O efeito prático será idêntico ao que conseguiu com o novo texto, mas a tomada de posição, ao rasgar a convenção histórica, é relevante e um passo inédito para uma convenção fiscal da Finlândia, segundo garantiu ao PÚBLICO em Dezembro uma fonte do Ministério das Finanças finlandês.

Bruxelas atenta

Na Suécia, o tema foi levantado durante a campanha das legislativas de Setembro, com Magdalena Andersson a falar do tema nos media nacionais e a congratular-se por ter conseguido levar Portugal a jogo.

Em Lisboa, o ministro das Finanças dizia há um mês ma entrevista na TVI que o Governo se preparava para levar a Conselho de Ministros uma alteração ao regime. Objectivo: torná-lo “mais activo na captação de qualificações”.

Por essa altura, a Comissão Europeia reagia a uma carta da eurodeputada Ana Gomes sobre as desigualdades criadas entre cidadãos, garantindo estar a analisar “cuidadosamente” as práticas fiscais agressivas na União Europeia. Gomes denunciara um “esquema de dumping fiscal” e apresentara alguns números divulgados pelo Governo.
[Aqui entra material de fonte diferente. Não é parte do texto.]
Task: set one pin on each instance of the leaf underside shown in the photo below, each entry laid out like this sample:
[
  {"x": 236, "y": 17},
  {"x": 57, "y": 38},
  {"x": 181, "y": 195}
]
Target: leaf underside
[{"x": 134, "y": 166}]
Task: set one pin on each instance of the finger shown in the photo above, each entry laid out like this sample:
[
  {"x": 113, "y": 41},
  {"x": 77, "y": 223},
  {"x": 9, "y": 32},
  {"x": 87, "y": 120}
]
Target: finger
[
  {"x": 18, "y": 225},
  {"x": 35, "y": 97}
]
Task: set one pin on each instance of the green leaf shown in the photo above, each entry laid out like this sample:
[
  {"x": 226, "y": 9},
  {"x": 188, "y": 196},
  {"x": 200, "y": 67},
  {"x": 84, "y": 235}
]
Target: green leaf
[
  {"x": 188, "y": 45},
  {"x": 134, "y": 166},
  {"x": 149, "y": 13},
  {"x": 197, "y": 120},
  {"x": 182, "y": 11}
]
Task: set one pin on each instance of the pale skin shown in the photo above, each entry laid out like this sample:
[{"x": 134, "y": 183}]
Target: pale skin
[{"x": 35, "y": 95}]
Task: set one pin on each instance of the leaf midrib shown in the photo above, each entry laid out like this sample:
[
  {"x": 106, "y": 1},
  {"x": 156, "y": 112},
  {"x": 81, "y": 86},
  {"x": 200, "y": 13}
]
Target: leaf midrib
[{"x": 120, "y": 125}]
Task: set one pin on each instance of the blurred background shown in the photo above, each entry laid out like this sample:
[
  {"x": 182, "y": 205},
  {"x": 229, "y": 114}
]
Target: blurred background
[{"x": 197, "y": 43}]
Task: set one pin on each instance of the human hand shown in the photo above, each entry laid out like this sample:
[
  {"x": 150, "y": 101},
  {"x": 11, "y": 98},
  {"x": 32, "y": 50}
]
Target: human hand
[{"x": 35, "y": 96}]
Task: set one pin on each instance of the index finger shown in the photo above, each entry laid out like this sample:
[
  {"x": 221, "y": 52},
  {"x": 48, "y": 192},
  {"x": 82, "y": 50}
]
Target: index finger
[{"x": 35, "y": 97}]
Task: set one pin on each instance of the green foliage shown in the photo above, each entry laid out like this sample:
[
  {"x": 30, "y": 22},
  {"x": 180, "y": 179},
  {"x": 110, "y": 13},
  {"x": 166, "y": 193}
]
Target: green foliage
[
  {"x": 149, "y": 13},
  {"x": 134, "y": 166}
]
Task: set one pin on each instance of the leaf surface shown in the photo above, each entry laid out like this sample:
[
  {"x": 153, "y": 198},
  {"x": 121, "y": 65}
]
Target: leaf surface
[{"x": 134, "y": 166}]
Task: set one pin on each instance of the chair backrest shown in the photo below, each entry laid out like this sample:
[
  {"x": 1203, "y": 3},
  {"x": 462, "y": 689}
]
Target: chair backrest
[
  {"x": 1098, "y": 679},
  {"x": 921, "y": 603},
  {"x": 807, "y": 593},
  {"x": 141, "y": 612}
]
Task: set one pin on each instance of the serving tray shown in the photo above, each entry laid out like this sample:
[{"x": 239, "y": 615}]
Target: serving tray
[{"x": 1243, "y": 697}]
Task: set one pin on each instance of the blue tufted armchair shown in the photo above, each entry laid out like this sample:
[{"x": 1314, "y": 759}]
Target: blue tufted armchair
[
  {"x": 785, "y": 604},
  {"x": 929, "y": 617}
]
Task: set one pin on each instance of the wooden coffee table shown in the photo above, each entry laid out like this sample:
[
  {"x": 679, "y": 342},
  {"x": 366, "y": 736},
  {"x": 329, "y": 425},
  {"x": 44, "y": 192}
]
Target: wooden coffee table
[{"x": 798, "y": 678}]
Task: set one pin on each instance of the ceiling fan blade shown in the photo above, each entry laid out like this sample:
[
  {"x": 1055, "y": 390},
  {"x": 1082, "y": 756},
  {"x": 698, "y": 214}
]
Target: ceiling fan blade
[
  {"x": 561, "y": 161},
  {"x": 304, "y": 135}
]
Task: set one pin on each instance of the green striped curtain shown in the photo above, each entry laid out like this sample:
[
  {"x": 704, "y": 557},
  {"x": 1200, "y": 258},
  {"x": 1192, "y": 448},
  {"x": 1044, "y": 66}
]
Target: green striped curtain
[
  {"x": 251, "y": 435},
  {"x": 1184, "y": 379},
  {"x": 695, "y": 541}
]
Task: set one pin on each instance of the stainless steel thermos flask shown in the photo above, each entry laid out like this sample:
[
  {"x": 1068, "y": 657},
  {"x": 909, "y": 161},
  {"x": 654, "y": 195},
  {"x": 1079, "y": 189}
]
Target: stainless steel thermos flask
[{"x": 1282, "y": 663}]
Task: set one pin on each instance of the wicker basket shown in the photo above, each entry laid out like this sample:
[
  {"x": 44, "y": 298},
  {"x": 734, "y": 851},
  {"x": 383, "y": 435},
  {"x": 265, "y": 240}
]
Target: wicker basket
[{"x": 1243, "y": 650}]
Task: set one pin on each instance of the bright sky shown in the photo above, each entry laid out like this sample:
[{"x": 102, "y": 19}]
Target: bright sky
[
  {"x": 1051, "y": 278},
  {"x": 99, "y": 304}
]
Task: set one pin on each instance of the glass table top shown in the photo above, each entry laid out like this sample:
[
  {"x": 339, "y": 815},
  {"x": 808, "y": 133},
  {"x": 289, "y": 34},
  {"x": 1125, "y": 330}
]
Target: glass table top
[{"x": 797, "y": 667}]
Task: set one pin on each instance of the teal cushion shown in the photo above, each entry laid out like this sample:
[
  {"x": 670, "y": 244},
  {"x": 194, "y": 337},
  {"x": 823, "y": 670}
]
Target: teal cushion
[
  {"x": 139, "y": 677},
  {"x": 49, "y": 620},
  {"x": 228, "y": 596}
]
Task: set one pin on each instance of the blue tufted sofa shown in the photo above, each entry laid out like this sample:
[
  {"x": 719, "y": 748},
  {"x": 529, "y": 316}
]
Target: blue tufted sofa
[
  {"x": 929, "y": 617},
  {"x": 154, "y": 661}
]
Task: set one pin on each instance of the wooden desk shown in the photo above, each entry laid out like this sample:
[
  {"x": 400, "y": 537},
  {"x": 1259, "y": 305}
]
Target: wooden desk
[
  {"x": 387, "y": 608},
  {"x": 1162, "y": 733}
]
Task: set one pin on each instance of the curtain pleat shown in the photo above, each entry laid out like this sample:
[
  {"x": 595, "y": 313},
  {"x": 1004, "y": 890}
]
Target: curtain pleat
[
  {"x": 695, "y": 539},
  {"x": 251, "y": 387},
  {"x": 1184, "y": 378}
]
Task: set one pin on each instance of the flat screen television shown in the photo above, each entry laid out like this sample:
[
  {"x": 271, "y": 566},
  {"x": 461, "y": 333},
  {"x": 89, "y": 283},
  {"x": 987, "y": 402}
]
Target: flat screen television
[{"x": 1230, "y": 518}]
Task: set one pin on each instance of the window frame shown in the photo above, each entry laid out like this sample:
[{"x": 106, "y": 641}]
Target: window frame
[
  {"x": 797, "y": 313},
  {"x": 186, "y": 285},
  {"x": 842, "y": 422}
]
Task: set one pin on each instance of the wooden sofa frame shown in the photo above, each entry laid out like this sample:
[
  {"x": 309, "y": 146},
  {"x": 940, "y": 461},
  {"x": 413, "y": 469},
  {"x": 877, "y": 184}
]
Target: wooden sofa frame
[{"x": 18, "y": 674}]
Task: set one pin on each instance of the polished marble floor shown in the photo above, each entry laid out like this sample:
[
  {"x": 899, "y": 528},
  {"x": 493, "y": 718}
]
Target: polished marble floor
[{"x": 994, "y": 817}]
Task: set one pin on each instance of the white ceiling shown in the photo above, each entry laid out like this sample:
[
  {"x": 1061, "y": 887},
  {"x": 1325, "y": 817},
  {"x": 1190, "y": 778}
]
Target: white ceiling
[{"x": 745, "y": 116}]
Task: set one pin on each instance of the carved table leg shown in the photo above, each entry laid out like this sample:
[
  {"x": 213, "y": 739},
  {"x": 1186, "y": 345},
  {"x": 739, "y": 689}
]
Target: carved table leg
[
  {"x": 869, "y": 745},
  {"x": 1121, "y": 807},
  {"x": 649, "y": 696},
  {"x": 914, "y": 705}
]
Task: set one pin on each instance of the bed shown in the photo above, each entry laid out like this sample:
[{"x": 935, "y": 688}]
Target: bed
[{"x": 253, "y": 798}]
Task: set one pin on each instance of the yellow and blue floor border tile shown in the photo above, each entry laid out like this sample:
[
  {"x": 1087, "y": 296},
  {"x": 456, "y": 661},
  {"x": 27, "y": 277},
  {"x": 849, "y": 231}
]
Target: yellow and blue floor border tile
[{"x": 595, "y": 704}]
Os dados conhecidos sobre o regime mostram um falhanço na captação de “cérebros”, com a esmagadora dos beneficiários a usufruírem de uma taxa especial de IRS sem exercerem uma “actividade de valor acrescentado”.

Dos 27 mil beneficiários, só pouco mais de dois mil (8%) desenvolvem uma actividade da lista oficial de profissões de elevado valor acrescentado; a larga maioria, 25 mil, surgem nas estatísticas divulgadas pelas Finanças como cidadãos “sem actividade de elevado valor acrescentado”.